2. What you need to know before taking Ixia

Do not take Ixia

• If you are allergic to olmesartan medoxomilo or to any of the other ingredients of this medicine (listed in section 6).
• If you are more than 3 months pregnant. (It is also advisable to avoid Ixia tablets at the beginning of pregnancy – see Pregnancy section.)
• If you have yellowing of the skin and eyes (jaundice), or problems with bile drainage from the gallbladder (biliary obstruction, for example, due to gallstones).
• If you have diabetes or kidney failure and are being treated with a blood pressure-lowering medicine containing aliskiren.

Warnings and precautions

Talk to your doctor before starting to take Ixia.

Tell your doctor if you are taking any of the following medicines used to treat high blood pressure (hypertension):

• An angiotensin-converting enzyme (ACE) inhibitor (for example, enalapril, lisinopril, ramipril), particularly if you have kidney problems related to diabetes.
• Aliskiren.

Your doctor may monitor your kidney function, blood pressure, and levels of electrolytes in your blood (for example, potassium) at regular intervals.

See also the information under the heading “Do not take Ixia”.

Tell your doctor if you have any of the following health problems:

• Kidney problems.
• Liver disease.
• Heart failure or problems with heart valves or heart muscle.
• Severe vomiting, diarrhea, treatment with high doses of medicines that increase urine output (diuretics), or if you are on a low-salt diet.
• High levels of potassium in the blood.
• Problems with the adrenal glands.

Contact your doctor if you experience severe, persistent diarrhea that causes significant weight loss. Your doctor will evaluate your symptoms and decide how to proceed with your blood pressure treatment.

Consult your doctor if you develop abdominal pain, nausea, vomiting, or diarrhea after taking Ixia. Your doctor will decide whether to continue treatment. Do not stop taking Ixia on your own.

As with any other medicine that lowers blood pressure, excessive lowering of blood pressure in patients with impaired blood flow to the heart or brain may lead to a heart attack or stroke. Therefore, your doctor will carefully monitor your blood pressure.

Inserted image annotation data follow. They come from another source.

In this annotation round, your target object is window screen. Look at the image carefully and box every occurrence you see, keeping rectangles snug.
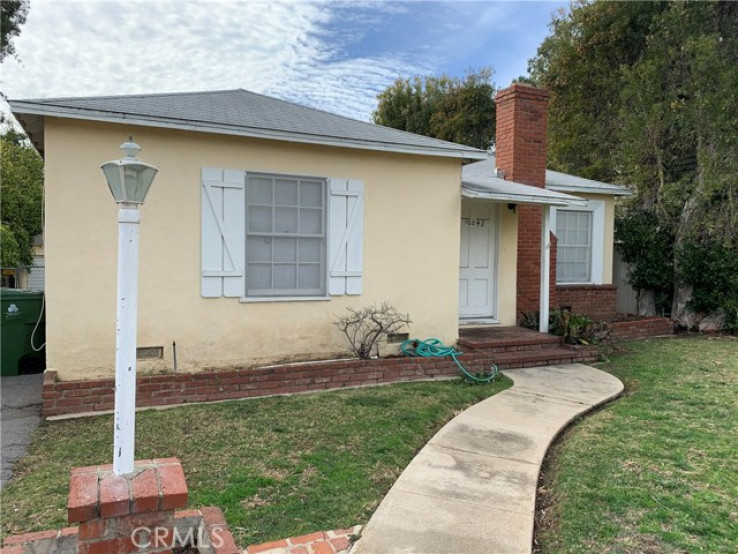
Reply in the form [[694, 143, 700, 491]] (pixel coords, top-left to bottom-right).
[[246, 173, 326, 296], [556, 210, 592, 283]]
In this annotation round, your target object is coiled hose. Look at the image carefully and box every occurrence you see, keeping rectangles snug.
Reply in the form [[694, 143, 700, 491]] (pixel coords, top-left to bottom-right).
[[401, 338, 500, 383]]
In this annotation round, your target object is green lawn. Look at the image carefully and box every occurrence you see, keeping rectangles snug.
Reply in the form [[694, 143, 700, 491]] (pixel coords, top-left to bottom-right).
[[536, 337, 738, 554], [0, 378, 511, 547]]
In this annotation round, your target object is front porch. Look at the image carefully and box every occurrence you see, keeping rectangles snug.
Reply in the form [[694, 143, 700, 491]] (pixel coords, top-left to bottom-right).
[[458, 326, 599, 370]]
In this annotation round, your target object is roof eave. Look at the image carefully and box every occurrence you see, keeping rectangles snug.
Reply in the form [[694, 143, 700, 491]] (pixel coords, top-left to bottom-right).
[[546, 185, 633, 196], [9, 100, 487, 161], [461, 184, 587, 206]]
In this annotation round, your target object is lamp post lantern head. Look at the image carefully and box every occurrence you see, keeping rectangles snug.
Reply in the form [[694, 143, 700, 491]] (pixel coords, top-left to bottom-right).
[[100, 137, 159, 207]]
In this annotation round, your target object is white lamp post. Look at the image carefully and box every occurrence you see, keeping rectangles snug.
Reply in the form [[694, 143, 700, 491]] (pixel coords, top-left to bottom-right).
[[100, 137, 158, 475]]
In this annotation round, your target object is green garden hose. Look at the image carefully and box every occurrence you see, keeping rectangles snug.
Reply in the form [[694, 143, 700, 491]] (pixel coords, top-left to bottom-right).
[[401, 338, 500, 383]]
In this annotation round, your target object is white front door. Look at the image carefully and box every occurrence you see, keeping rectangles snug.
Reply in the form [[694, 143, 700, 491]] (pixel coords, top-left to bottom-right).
[[459, 200, 498, 319]]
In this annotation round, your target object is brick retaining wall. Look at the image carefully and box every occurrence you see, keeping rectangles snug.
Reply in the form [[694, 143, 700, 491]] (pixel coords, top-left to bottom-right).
[[41, 342, 596, 417], [556, 285, 618, 321], [41, 353, 484, 417]]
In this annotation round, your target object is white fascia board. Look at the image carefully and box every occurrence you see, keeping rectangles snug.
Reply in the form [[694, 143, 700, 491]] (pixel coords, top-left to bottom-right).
[[461, 187, 587, 206], [546, 185, 633, 196], [10, 100, 488, 160]]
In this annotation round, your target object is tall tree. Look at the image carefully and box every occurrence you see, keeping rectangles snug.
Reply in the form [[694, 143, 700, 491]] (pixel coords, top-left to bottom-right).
[[529, 1, 738, 329], [0, 132, 44, 267], [373, 68, 495, 150], [0, 0, 30, 62]]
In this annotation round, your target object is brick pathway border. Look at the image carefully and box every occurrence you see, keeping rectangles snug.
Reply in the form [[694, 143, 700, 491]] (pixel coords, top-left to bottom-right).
[[245, 525, 362, 554]]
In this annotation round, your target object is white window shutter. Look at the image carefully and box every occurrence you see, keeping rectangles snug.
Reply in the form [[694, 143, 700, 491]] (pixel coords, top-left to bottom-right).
[[201, 167, 246, 298], [328, 179, 364, 295]]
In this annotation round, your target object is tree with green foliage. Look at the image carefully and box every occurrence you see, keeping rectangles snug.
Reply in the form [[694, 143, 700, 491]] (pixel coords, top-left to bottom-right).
[[529, 1, 738, 327], [0, 135, 44, 267], [0, 0, 30, 62], [373, 68, 495, 150]]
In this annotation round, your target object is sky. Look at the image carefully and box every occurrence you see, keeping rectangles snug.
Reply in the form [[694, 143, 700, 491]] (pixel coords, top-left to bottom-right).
[[0, 0, 567, 125]]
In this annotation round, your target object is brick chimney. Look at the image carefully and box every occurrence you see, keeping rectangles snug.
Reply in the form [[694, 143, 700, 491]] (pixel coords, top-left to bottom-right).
[[495, 83, 557, 317]]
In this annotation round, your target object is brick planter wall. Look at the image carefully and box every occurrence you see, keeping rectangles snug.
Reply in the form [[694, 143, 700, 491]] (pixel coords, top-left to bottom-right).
[[556, 285, 618, 321], [0, 506, 236, 554], [67, 458, 187, 554], [41, 353, 484, 417], [41, 340, 600, 417]]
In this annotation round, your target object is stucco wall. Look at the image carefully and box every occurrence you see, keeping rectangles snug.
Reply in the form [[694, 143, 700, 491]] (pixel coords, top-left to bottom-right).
[[45, 118, 462, 380], [576, 193, 615, 285]]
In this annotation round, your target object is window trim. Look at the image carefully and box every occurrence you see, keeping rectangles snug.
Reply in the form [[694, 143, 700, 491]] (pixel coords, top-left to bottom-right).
[[551, 200, 605, 286], [240, 170, 330, 298]]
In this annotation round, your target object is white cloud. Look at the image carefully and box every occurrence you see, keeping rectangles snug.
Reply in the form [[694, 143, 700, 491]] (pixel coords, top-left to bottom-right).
[[0, 0, 432, 119]]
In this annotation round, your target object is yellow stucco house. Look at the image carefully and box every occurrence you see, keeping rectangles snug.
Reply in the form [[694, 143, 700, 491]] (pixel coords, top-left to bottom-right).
[[11, 85, 627, 381]]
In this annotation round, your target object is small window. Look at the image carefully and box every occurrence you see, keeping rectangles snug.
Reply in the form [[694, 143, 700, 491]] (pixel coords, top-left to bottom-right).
[[556, 210, 592, 283], [246, 173, 326, 297]]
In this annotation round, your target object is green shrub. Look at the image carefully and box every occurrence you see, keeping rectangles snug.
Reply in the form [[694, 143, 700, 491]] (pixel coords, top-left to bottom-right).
[[676, 237, 738, 333], [520, 310, 608, 344]]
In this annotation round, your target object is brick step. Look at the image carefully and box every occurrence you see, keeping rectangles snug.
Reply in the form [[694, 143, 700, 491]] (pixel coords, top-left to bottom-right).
[[468, 346, 599, 369], [458, 333, 560, 352]]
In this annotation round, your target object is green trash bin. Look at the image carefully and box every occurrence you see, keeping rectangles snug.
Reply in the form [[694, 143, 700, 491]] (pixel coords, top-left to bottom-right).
[[0, 289, 46, 377]]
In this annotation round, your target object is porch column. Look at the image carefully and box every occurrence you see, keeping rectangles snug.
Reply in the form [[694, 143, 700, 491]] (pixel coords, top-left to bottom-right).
[[538, 204, 551, 333]]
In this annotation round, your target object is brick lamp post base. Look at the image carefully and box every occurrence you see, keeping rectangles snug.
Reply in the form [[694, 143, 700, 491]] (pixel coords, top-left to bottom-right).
[[67, 458, 187, 554]]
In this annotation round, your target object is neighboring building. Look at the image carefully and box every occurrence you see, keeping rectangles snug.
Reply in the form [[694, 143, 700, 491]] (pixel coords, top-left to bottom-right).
[[11, 85, 626, 380]]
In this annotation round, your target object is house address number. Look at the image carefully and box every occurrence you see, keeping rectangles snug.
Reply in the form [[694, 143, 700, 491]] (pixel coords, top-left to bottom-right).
[[461, 217, 489, 227]]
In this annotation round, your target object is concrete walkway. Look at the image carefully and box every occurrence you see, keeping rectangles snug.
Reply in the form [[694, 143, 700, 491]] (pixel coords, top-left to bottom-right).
[[0, 373, 44, 488], [351, 364, 623, 554]]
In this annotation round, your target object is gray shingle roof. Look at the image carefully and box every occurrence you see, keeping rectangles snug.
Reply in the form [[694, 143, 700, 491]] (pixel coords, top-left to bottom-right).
[[10, 89, 485, 159], [461, 157, 586, 206]]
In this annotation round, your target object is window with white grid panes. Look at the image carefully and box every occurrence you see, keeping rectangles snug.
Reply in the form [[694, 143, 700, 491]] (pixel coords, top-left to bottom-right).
[[246, 173, 326, 297], [556, 210, 592, 283]]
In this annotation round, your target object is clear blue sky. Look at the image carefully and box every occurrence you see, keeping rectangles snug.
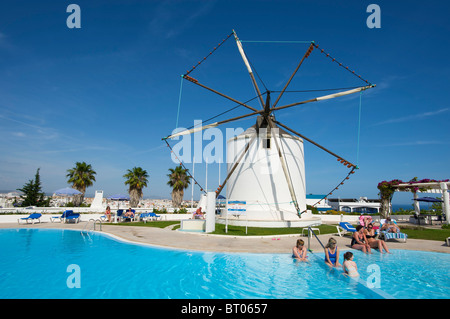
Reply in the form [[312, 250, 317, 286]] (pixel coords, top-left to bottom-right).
[[0, 0, 450, 202]]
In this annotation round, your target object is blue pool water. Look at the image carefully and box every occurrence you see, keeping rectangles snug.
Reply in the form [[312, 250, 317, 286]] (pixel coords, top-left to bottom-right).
[[0, 229, 450, 299]]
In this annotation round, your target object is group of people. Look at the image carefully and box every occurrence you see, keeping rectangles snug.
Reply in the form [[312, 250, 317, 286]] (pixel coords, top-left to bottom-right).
[[292, 238, 359, 277], [105, 206, 134, 223], [292, 218, 394, 277]]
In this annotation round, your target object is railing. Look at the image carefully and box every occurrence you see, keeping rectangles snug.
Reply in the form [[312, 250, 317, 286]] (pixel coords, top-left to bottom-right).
[[308, 225, 325, 251]]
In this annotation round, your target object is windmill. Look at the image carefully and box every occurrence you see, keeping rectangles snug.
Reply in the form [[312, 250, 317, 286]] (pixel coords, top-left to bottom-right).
[[163, 30, 375, 225]]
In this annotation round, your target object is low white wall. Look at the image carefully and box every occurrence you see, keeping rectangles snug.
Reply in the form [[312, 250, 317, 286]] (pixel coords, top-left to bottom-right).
[[0, 212, 193, 223]]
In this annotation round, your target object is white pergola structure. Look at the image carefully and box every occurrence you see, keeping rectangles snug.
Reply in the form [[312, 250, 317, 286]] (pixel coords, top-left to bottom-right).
[[393, 182, 450, 224]]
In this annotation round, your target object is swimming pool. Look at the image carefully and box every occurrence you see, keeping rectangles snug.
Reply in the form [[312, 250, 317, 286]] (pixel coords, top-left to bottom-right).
[[0, 229, 450, 299]]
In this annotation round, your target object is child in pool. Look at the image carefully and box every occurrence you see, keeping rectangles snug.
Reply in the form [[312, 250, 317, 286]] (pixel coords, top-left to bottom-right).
[[324, 238, 341, 267], [292, 239, 308, 261], [342, 251, 359, 277]]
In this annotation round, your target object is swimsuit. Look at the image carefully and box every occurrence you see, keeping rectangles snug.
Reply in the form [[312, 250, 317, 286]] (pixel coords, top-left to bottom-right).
[[345, 265, 359, 277], [350, 235, 364, 246], [325, 248, 337, 264], [292, 248, 308, 258]]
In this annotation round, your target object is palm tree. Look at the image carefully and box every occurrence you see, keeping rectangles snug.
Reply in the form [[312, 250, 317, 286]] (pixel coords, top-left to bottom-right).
[[66, 162, 97, 206], [167, 165, 191, 208], [123, 167, 148, 207]]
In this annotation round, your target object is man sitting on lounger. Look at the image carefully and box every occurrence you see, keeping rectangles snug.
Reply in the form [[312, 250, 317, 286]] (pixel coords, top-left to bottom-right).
[[125, 208, 134, 218], [380, 217, 400, 233]]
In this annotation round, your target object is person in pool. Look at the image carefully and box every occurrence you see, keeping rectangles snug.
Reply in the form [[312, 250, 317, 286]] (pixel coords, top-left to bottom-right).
[[292, 239, 308, 261], [325, 237, 341, 267], [350, 225, 372, 254], [342, 251, 359, 277], [364, 223, 390, 254], [381, 217, 400, 233], [105, 206, 111, 223]]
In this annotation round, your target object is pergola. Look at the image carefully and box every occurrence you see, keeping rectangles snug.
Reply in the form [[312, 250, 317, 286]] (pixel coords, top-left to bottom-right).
[[392, 182, 450, 224]]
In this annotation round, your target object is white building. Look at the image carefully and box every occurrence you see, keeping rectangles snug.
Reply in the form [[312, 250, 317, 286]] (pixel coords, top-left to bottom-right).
[[328, 197, 381, 214], [221, 125, 311, 221]]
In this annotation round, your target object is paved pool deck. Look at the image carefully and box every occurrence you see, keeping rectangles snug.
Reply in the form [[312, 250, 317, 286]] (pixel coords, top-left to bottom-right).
[[0, 222, 450, 253]]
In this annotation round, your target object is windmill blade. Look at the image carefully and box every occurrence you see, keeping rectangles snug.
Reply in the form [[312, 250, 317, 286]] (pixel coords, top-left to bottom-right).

You must inform your doctor if you are pregnant or think you might be pregnant. Use of Ixia is not recommended at the beginning of pregnancy, and it should not be taken if you are more than 3 months pregnant, as it may cause serious harm to your baby if taken during this stage (see Pregnancy section).

Patients of black race

As with other similar medicines, the blood pressure-lowering effect of Ixia is somewhat reduced in patients of black race.

Elderly patients

If you are 65 years of age or older and your doctor decides to increase your dose of olmesartan medoxomil to 40 mg daily, you will need regular monitoring of your blood pressure by your doctor to ensure it does not drop too low.

Children and adolescents

Ixia has been studied in children and adolescents. For further information, consult your doctor. Ixia is not recommended for children aged 1 year to less than 6 years, and should not be used in children under 1 year of age, as there is no experience with its use in this age group.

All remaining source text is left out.